Aangezien de begeleiding alleen bestaat uit een basso continuo-partij, die zoals in die tijd gebruikelijk was naar believen kon worden ingevuld, zijn er in dit opzicht velerlei keuzes mogelijk. In een recente cd-opname van het Collegium Vocale Gent is bijvoorbeeld een compleet blazers-ensemble toegevoegd, wat aansluit bij de Venetiaanse meerkorigheid.

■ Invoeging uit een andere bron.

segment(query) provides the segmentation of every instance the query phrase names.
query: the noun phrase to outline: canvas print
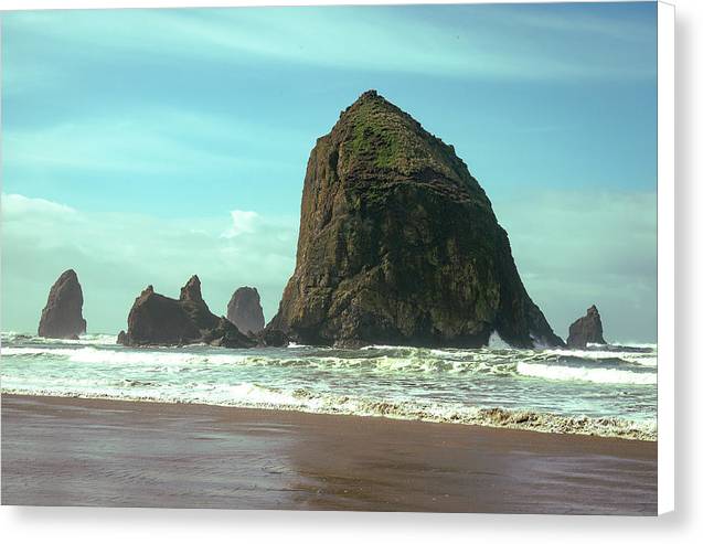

Bij de uitvoering die u vandaag hoort is gekozen voor een bescheidener continuo-ensemble dat naast twee basinstrumenten slechts een orgel en een luit als akkoordinstrumenten omvat.

Desondanks is de rijkdom aan tekstverklanking en muzikale lay-outs die de componist hier toepast imponerend – zij het niet opvallend intenser of diepzinniger dan in zijn eerdere werk. Schütz is een van die componisten die in zijn vroege werk al voldragen lijkt en bij wie het nauwelijks zin heeft zijn oeuvre in verschillende periodes in te delen.

Het belangrijkste deel van het Schwanengesang is een zetting van de omvangrijke Psalm 119, een grote lofzang op de wetten van God. Het is een psalm die als een van de meest wezenlijke teksten van het Oude Testament wordt beschouwd. Schütz voegde daar een zetting van Psalm 100 aan toe en besloot het werk met een andere, ditmaal nieuwtestamentische lofprijzing van God, een Magnificat. Daarmee kan het Schwanengesang niet alleen als zijn muzikaal, maar ook theologisch testament beschouwd worden, omdat het de hele bijbel in enkele kernteksten samenvat. Naar goed lutheraans gebruik bediende hij zich van de Duitse vertalingen – wat hij overigens niet in al zijn composities deed.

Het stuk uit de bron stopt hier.